Cela représente plusieurs centaines de millions d’euros par an au cours des prochaines années, pour lesquels je tiens à vous confirmer, d’une part, que le Gouvernement respectera les engagements pris par l’État dans le cadre des CPER actuels, prolongés jusqu’à la fin de 2022, et, d’autre part, que les travaux du préfet Philizot, menés en partenariat avec les régions, ont permis de recenser l’ensemble des besoins et de bâtir des plans d’action régionaux, qui seront signés dans les prochaines semaines, avec des solutions innovantes et adaptées à chaque ligne, en termes techniques et de gouvernance.
Ces solutions pourront notamment s’appuyer sur les possibilités introduites par l’article 172 de la LOM, qui ouvre par exemple la voie à des transferts de gestion de certaines petites lignes au profit des régions qui en feraient la demande.
En parallèle, je souhaite que l’État impulse la création d’une véritable filière de « trains légers », pour redonner au TER la place qu’il mérite, y compris sur des dessertes fines des territoires. En jouant simultanément sur le dimensionnement des infrastructures, de la signalisation et des matériels roulants, je suis convaincu que des économies de l’ordre de 30 % à 40 % sont réalisables, en investissement comme en exploitation.
Ces nouvelles possibilités permettront de mieux faire face aux besoins de chaque territoire, en fonction du contexte et des besoins identifiés par les acteurs locaux en matière de transport public. En cela, le Gouvernement répond pleinement à la première recommandation du rapport que la Cour des comptes a rendu public à l’automne 2019 sur la gestion des TER entre 2012 et 2017.

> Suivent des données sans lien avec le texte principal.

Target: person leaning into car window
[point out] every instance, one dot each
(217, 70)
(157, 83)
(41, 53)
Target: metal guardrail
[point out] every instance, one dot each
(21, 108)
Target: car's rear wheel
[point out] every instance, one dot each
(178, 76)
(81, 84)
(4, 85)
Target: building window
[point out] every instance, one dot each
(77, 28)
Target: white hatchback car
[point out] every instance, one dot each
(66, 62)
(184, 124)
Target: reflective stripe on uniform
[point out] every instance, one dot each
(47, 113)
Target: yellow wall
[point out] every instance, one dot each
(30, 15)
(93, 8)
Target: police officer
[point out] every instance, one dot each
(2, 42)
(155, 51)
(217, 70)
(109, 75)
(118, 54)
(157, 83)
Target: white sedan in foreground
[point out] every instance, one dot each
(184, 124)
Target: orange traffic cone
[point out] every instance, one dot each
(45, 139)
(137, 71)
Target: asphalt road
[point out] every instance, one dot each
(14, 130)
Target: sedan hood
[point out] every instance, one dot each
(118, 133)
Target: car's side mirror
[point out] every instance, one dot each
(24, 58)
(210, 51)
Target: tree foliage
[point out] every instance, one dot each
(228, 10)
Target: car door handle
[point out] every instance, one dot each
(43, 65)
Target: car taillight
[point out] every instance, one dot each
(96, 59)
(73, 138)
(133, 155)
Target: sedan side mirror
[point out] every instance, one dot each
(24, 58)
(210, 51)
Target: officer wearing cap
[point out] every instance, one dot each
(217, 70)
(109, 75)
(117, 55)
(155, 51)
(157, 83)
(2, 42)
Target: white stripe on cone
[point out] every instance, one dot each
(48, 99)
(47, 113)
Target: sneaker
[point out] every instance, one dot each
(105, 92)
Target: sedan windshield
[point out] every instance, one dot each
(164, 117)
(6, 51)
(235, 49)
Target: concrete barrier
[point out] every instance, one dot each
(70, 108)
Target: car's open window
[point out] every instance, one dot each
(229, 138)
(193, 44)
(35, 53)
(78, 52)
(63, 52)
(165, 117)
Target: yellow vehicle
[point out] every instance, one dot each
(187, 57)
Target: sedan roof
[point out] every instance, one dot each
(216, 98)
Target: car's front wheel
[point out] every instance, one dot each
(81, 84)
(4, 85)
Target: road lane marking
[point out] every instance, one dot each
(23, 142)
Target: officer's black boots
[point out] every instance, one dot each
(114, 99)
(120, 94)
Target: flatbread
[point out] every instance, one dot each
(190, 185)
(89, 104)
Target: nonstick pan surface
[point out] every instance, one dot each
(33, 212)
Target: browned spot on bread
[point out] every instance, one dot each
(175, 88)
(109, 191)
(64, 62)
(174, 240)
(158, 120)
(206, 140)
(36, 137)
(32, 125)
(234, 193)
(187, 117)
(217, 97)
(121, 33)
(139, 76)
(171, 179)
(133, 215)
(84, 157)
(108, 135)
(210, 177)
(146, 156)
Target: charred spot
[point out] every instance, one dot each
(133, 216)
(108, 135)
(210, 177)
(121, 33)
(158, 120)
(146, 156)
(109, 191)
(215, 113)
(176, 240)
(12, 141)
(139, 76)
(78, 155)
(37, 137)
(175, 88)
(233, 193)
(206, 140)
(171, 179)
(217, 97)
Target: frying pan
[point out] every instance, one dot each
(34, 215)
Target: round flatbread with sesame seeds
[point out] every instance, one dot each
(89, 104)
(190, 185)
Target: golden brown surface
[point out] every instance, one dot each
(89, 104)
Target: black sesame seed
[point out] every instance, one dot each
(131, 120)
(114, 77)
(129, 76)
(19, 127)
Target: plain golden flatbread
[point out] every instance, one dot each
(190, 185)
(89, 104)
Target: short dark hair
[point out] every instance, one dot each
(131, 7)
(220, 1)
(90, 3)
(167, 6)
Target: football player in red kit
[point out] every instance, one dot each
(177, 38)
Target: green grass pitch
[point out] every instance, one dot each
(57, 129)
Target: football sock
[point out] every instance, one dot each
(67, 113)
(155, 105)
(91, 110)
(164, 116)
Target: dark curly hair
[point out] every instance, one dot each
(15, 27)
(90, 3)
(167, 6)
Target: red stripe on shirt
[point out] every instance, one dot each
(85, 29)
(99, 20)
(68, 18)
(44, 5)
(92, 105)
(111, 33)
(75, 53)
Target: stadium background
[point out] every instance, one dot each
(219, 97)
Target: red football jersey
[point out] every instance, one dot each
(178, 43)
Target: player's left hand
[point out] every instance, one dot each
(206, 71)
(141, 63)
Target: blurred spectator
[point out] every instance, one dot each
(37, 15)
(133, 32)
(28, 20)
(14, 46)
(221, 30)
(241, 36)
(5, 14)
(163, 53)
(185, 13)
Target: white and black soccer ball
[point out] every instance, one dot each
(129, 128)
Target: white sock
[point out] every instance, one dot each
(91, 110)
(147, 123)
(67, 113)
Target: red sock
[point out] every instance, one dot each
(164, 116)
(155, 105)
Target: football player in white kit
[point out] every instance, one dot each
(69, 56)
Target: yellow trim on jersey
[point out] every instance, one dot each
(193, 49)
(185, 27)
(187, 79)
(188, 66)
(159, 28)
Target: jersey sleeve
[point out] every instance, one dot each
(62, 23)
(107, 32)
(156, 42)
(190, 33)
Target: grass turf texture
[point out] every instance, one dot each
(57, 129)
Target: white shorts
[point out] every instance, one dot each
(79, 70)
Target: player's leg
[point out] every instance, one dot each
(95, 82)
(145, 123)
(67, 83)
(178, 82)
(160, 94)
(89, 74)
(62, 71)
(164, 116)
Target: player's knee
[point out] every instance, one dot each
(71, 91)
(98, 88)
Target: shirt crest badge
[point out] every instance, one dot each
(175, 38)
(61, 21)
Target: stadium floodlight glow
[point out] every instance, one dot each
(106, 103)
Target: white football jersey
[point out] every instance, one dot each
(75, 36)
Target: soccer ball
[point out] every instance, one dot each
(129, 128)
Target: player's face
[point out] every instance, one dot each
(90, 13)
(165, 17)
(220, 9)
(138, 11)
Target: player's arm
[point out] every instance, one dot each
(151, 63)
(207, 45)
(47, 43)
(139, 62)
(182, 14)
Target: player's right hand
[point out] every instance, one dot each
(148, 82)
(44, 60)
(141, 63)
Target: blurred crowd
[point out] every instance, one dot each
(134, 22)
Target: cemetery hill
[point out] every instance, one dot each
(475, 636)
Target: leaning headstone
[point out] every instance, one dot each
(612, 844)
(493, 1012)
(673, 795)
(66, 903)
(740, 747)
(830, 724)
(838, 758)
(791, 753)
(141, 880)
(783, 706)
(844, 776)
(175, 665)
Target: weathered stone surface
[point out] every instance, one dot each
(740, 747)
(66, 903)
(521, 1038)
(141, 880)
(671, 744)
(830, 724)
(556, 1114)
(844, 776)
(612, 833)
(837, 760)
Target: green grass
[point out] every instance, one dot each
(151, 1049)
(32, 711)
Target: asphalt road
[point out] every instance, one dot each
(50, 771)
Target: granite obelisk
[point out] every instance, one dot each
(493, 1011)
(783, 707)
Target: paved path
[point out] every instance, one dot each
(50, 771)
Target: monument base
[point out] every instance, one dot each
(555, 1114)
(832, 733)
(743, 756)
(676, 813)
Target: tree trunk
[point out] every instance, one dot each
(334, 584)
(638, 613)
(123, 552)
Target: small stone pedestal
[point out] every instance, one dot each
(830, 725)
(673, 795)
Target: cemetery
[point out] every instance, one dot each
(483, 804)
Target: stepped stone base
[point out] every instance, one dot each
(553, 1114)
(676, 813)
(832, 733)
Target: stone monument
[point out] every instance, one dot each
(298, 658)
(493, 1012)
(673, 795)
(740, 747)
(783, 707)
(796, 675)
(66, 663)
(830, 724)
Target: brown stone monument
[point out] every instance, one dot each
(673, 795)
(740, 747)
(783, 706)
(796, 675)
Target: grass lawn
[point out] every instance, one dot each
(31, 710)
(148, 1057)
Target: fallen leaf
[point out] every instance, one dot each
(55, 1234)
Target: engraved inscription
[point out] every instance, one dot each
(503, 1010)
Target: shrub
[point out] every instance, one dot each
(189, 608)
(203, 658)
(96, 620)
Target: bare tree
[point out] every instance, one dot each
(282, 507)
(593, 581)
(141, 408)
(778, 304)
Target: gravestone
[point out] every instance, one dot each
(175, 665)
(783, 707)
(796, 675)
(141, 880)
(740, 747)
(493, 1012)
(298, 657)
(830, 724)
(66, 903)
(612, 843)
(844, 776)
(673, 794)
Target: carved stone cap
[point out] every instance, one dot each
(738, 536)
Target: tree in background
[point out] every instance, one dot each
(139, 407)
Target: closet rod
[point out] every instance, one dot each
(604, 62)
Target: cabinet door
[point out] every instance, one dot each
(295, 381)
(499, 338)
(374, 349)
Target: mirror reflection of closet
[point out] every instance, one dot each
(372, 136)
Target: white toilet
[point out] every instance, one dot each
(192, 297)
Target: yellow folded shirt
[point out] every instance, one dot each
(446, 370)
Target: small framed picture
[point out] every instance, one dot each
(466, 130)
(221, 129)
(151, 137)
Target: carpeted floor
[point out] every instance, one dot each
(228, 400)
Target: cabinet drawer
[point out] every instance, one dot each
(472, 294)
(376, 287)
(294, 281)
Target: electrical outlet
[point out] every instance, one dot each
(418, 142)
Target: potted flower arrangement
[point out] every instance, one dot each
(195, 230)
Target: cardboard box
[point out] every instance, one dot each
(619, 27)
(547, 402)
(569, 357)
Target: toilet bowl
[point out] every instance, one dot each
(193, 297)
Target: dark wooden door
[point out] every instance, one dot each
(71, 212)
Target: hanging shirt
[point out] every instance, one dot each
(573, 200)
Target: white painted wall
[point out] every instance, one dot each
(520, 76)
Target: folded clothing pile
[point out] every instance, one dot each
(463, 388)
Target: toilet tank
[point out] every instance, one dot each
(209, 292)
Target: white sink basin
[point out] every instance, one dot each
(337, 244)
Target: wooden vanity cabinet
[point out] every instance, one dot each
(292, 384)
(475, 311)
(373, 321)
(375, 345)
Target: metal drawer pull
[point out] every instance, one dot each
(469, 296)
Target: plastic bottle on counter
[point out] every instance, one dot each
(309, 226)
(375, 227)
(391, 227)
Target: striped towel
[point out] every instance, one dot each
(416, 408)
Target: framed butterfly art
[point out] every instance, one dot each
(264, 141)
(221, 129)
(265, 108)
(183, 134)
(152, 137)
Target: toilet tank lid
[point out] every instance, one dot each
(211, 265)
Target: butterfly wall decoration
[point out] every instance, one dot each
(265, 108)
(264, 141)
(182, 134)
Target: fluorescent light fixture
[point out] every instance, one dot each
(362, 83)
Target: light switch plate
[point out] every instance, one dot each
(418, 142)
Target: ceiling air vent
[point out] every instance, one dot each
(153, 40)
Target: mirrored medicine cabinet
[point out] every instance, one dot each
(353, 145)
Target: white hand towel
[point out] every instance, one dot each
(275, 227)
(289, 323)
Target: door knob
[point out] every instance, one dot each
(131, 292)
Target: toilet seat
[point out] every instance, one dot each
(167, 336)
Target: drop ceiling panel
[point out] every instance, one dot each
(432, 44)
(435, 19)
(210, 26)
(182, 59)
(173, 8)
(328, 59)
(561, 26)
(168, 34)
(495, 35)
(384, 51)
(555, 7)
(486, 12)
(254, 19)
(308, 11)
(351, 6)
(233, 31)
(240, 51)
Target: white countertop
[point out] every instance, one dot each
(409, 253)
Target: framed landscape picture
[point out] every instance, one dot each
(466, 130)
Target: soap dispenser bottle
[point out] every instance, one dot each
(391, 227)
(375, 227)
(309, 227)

Pour terminer, je souhaite revenir quelques instants sur ce rapport, qui a pu faire l’objet d’interprétations caricaturales, à commencer par le niveau d’engagement de l’État en faveur du ferroviaire.
Des neuf recommandations de la Cour, seules deux impliquent directement l’État : la première, que j’évoquais à l’instant, et la septième, relative à la disponibilité des données afin de réussir l’ouverture à la concurrence.
Cette seconde recommandation a été également satisfaite, à travers le décret Données, publié cet été pour permettre à l’État, pour les TET, et aux régions volontaires de préparer les premiers appels d’offres : il s’agit des régions Grand Est, Provence-Alpes-Côte d’Azur et Hauts-de-France.
Toutes les autres recommandations de la Cour s’adressent aux régions et à la SNCF. Elles concernent notamment la qualité du service, les analyses socioéconomiques, les coûts d’exploitation, le niveau de présence des agents en gare et à bord, les plans de transport, la tarification, l’expertise des régions ou encore l’organisation interne de l’activité TER à la SNCF.